Pd model catalysts: Effect of aging environment and lean redispersion

Abstract The performance of automotive three-way catalysts (TWC) deteriorates with time, temperature and aging environment. Engine control methods are needed to minimize the extent of catalyst deactivation and provide an environment capable of partially redispersing noble metal catalyst particles. In this study, palladium-based model powder catalysts on ceria-zirconia or alumina supports were exposed to three different exhaust compositions, lean-only, rich-only and redox, each at 700 °C for 16 h. Catalyst activity was determined by CO oxidation with the water gas shift (WGS) reaction and oxygen storage capacity (OSC) measurements to probe the contact between the noble metal and support at a given state of catalyst deterioration. Lean catalyst treatments at 550 °C and 700 °C were applied to determine the effect on measured Pd size and catalyst activity. The lean-only gas environment was above the PdO decomposition condition, yet showed slightly deteriorated catalyst activity from the fresh state.
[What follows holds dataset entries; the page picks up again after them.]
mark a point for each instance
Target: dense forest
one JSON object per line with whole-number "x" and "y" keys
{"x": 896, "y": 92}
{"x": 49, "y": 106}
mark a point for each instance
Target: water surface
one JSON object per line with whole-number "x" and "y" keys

The rich-only and redox gas environments significantly deteriorated catalytic activity through a combination of metal oxidation state effects and support/additive interactions, both with various degrees of reversibility depending on lean treatment time and temperature. The insight gained from this work could be used to develop engine control and after treatment design strategies to track (or infer) the aging process on the vehicle, avoid severe aging modes and actively intervene at various points to regenerate the catalyst.